Wednesday, August 15, 2018


I’m not a big drinker; I just don’t need alcohol to act like a fool – it comes naturally to me.

Nolan Ryan was born with a killer fastball, and I was born with the ability to be goofy enough to embarrass the Bride without imbibing.

(Before we got married, my silly antics were funny – today, not so much.)

Still, I’ll have a drink sometimes.

I’m not exactly the stereotypical macho man drinker, however – I hate the taste of beer, and there are no “gimme a whisky and leave the bottle” incidents in my history.

I like fruity frozen drinks.

This doesn’t always fly at Texas bars:


ME: One mango daiquiri, please.

BARTENDER: Are you kiddin’?

ME: Oh, are you out of mangoes? Well, then, how about a frozen margarita?


ME: Oh, and no salt!

You know that scene in It’s a Wonderful Life where Clarence the angel is showing George Bailey what the world would’ve been like if he hadn’t lived and they visit a bar and Clarence orders a “mulled wine, heavy on the cinnamon and soft on the cloves”?

Yeah, I’m Clarence.

I didn’t even have a drink until I was 18 – and that’s the only time I ever got drunk. I think.

(I was not a guy who snuck one of my dad’s beers from the fridge. As I’ve noted, I think beer tastes gross, but, then again, Dad always bought whatever beer was cheapest. I never knew there was another kind of beer aside from Milwaukee’s Best until I went to college.)

If I ever did imbibe too much, it came when I was a freshman in – where else? – college.

I had ridden a “yellow dog” school bus from UT-Austin to New Orleans in February of 1975 for Mardi Gras. (That torturous 10-hour jaunt on such a bus could’ve certainly driven one to drink.)

The place to go, we were told, was the French Quarter. That’s where Pat O’Brien’s, home of the famous Hurricane drink, was.

The place was so crowded that scores of us were lined up outside on the street. So, O’Brien’s workers just came outside and took our orders – yes, on the street.

We – you can make lots of new friends on a long bus ride – chose Hurricanes of course, which are comprised of various and sundry rums which pack delayed punches.

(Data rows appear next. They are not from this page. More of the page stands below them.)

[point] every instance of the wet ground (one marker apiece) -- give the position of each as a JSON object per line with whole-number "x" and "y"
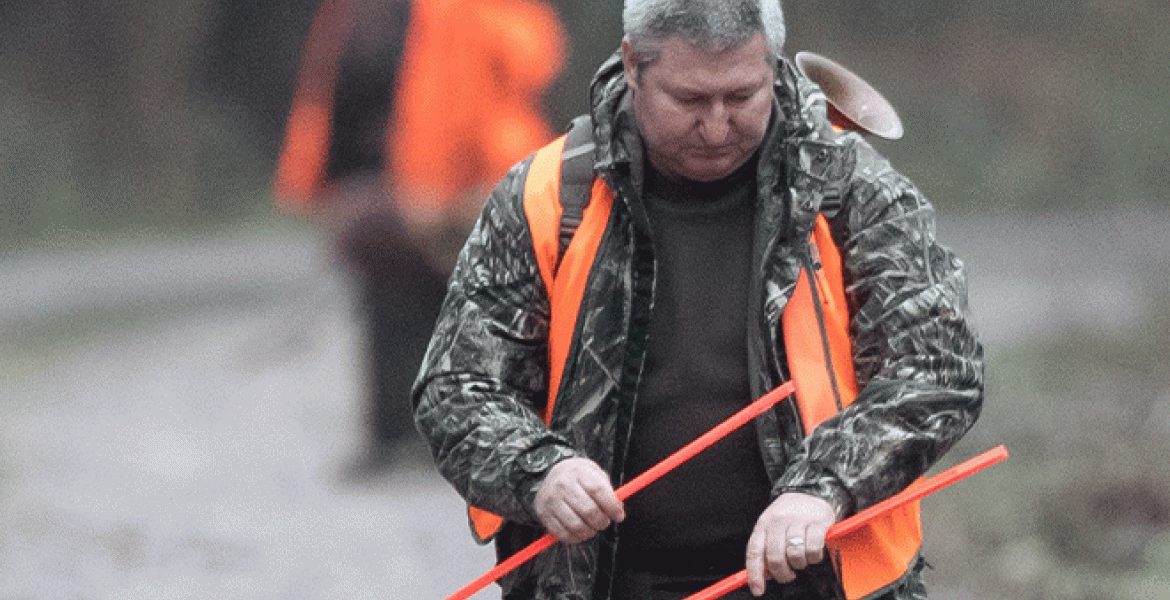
{"x": 178, "y": 416}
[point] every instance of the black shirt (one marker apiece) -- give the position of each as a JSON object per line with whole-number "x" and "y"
{"x": 699, "y": 516}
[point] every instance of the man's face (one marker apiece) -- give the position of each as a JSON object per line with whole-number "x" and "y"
{"x": 702, "y": 114}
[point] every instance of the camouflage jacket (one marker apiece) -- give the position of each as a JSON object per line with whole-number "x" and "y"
{"x": 483, "y": 383}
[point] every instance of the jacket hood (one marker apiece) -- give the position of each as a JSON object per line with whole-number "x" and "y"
{"x": 799, "y": 111}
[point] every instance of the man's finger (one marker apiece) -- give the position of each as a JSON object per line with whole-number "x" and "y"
{"x": 600, "y": 491}
{"x": 814, "y": 543}
{"x": 796, "y": 549}
{"x": 777, "y": 558}
{"x": 584, "y": 505}
{"x": 757, "y": 573}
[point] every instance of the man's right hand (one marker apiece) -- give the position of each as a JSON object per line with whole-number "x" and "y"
{"x": 576, "y": 501}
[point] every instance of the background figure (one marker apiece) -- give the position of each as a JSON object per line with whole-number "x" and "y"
{"x": 405, "y": 112}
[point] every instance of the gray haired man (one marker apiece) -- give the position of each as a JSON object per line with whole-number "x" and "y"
{"x": 718, "y": 156}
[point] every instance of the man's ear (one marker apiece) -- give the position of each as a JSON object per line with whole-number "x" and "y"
{"x": 628, "y": 63}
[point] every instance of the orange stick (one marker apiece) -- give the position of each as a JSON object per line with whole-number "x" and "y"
{"x": 914, "y": 491}
{"x": 638, "y": 483}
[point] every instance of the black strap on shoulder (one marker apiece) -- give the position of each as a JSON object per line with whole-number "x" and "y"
{"x": 576, "y": 179}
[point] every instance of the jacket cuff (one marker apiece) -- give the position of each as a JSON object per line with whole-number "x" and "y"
{"x": 804, "y": 478}
{"x": 530, "y": 469}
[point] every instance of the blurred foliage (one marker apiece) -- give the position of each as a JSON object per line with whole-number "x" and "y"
{"x": 167, "y": 114}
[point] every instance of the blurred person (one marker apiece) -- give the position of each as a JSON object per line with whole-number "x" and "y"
{"x": 731, "y": 240}
{"x": 405, "y": 112}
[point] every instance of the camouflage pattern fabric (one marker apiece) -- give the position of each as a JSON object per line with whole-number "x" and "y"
{"x": 483, "y": 383}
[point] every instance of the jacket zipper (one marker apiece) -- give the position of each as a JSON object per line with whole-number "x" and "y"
{"x": 816, "y": 284}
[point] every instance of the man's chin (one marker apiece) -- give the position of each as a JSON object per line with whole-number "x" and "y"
{"x": 707, "y": 171}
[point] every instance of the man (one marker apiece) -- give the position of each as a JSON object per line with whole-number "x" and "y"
{"x": 389, "y": 151}
{"x": 718, "y": 158}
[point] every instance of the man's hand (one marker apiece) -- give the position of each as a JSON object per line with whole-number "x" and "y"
{"x": 789, "y": 536}
{"x": 576, "y": 501}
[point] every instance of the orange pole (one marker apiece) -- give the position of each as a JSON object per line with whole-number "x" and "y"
{"x": 915, "y": 491}
{"x": 638, "y": 483}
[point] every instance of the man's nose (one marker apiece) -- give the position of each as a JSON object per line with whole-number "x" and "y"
{"x": 715, "y": 124}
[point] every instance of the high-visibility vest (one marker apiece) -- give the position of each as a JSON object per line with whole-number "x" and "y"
{"x": 466, "y": 105}
{"x": 816, "y": 336}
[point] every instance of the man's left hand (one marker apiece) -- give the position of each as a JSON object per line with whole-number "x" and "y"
{"x": 787, "y": 537}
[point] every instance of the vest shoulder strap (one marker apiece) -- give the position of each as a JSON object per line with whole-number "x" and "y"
{"x": 576, "y": 180}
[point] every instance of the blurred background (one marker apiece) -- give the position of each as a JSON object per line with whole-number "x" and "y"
{"x": 179, "y": 371}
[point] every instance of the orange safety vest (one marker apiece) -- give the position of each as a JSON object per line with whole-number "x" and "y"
{"x": 817, "y": 343}
{"x": 467, "y": 105}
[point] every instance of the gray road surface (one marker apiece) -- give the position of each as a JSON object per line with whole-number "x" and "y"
{"x": 177, "y": 415}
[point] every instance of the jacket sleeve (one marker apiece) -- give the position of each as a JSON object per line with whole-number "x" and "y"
{"x": 484, "y": 377}
{"x": 919, "y": 363}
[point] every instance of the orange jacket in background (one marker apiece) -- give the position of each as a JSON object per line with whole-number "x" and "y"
{"x": 466, "y": 109}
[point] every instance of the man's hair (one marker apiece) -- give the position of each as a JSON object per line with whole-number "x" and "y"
{"x": 711, "y": 25}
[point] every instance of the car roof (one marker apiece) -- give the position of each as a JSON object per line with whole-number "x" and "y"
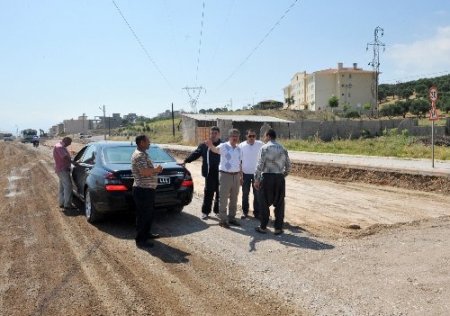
{"x": 115, "y": 143}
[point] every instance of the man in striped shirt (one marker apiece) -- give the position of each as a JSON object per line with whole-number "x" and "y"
{"x": 272, "y": 167}
{"x": 145, "y": 182}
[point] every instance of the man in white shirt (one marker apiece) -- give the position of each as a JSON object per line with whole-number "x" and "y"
{"x": 250, "y": 151}
{"x": 230, "y": 177}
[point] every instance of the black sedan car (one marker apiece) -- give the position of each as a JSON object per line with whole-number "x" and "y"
{"x": 102, "y": 179}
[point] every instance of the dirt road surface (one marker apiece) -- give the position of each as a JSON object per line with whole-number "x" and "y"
{"x": 55, "y": 263}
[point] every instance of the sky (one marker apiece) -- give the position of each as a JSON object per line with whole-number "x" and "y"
{"x": 62, "y": 58}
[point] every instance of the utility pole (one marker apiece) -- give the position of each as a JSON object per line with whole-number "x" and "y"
{"x": 173, "y": 122}
{"x": 104, "y": 119}
{"x": 375, "y": 63}
{"x": 194, "y": 94}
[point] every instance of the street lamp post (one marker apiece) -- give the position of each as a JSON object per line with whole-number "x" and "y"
{"x": 103, "y": 108}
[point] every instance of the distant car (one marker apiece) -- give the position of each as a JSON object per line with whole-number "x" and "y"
{"x": 102, "y": 179}
{"x": 8, "y": 137}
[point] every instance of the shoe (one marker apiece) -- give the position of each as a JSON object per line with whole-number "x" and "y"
{"x": 261, "y": 230}
{"x": 233, "y": 222}
{"x": 144, "y": 244}
{"x": 224, "y": 225}
{"x": 153, "y": 236}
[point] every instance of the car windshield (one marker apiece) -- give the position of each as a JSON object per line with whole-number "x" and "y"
{"x": 122, "y": 155}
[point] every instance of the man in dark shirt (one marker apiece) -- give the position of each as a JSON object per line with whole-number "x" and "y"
{"x": 210, "y": 171}
{"x": 145, "y": 182}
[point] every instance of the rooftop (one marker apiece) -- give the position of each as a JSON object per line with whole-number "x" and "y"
{"x": 236, "y": 118}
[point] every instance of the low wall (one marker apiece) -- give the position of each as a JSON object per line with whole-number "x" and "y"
{"x": 327, "y": 130}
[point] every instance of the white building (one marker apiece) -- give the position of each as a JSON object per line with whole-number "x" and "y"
{"x": 352, "y": 86}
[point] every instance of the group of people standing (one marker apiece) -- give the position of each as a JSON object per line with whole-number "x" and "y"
{"x": 251, "y": 164}
{"x": 226, "y": 167}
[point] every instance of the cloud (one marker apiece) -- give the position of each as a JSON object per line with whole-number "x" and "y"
{"x": 422, "y": 58}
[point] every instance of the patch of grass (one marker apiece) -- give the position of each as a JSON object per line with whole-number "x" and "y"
{"x": 392, "y": 145}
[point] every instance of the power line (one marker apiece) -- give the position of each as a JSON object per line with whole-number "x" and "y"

The Hurricane deliverers warned us to drink these behemoths slowly, and, no matter what, don’t drink it through the straw. (Then why did they give us straws?)

Of course, giggling, we drank through the straws.

I remember nothing else.

I woke up the next morning on the gym floor of a nearby Baptist Student Center (where we were scheduled to stay) and have no idea how I got there.

Perhaps my new friends sprawled out nearby brought me to the right place, but they could not remember how they got there, either.

As near as we could tell, investigation of personal, uh, evidence showed nothing weird went on.

I learned my lesson, knowing I had gotten lucky. I did not drink for years afterward – even in this profession of journalism where it’s “cool” to have a cold one when the paper is finally “put to bed” and we are done.

Instead of heading off to a bar with fellow journalists and “knocking back a few” while solving the world’s problems, I just go home and watch old Frasier reruns with the Bride.

So, yeah, I’m Clarence – just with a mango (or a passion fruit daiquiri – so very yummy!) not a mulled wine (whatever that is).

Mark K. Campbell is the News editor, and he

likes his rare glass of wine sweet. Surprise.